|
La porte où je sonnai me fut ouverte par un homme maigre, grand,
aux cheveux en broussaille, en manches de chemise, sans col, mais l'encolure
munie d'un bouton doré. Il tenait à la main une pièce
de jeu d'échecs un cavalier noir. Je le saluai en russe.
Entrez, entrez, me dit-il jovialement comme s'il m'eût attendu.
Je m'appelle Un Tel, dis-je.
Et moi, s'écria-t-il, Pavl Pavlitch Retchnoy, et il partit
d'un gros rire, comme si c'eût été une bonne plaisanterie.
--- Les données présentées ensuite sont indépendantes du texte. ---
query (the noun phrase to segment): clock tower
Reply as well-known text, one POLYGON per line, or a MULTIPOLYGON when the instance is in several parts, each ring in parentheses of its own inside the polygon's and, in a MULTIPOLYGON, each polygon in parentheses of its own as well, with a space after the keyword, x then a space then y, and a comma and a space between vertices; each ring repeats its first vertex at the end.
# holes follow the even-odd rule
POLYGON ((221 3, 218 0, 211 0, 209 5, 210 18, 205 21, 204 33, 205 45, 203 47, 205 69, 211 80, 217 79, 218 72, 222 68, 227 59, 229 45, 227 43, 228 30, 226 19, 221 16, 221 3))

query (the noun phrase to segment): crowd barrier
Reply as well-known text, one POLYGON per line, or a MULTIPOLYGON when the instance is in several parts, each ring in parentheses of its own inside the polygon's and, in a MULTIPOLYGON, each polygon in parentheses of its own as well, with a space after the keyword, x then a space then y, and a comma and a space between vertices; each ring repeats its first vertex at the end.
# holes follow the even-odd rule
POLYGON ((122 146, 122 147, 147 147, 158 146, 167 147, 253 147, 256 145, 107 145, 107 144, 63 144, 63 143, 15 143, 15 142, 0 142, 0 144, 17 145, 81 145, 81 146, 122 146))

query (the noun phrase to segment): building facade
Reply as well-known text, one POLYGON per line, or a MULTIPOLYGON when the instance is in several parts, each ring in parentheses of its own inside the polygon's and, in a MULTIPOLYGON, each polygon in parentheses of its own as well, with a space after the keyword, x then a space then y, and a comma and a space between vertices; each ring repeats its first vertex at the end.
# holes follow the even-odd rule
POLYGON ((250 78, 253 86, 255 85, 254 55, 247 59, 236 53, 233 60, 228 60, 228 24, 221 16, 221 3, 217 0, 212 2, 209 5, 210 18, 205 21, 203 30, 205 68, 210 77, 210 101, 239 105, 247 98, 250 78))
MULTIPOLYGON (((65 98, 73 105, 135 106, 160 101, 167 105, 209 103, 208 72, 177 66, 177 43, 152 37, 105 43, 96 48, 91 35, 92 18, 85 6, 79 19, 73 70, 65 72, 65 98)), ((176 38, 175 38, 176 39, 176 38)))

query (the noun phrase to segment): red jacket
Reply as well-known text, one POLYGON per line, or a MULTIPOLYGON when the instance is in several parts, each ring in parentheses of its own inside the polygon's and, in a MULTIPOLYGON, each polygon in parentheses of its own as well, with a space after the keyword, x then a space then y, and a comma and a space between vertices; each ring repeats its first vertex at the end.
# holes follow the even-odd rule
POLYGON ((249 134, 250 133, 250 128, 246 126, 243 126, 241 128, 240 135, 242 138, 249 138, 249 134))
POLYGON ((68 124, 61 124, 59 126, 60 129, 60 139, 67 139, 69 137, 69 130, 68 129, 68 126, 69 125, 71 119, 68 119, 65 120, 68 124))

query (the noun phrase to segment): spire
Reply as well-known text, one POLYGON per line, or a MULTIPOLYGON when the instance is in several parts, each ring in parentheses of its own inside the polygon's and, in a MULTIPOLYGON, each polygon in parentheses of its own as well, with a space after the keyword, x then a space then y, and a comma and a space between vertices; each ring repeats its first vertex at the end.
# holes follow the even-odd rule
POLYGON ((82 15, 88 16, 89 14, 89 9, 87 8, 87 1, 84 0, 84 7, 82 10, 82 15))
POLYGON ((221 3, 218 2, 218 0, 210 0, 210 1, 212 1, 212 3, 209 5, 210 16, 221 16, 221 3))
"S'il vous plaît", dit-il en pointant son cavalier d'échecs
vers une porte ouverte.
La pièce où j'entrai était sans prétentions ;
il y avait une machine à coudre dans un coin, et dans l'air une
légère odeur de toiles pour lingerie. Un homme de lourde
stature était assis de travers à une table sur laquelle
était étalé un échiquier en toile cirée,
dont les cases étaient trop petites pour les pièces. Il
regardait celles-ci du coin de l'il, tandis qu'au coin de sa bouche
le porte-cigarettes vide regardait de l'autre côté. Un joli
petit garçon de quatre ou cinq ans était agenouillé
sur le parquet, entouré de minuscules automobiles. Pavl Pavlitch
lança sur la table le cavalier noir et la tête de celui-ci
se détacha. Noir la revissa soigneusement.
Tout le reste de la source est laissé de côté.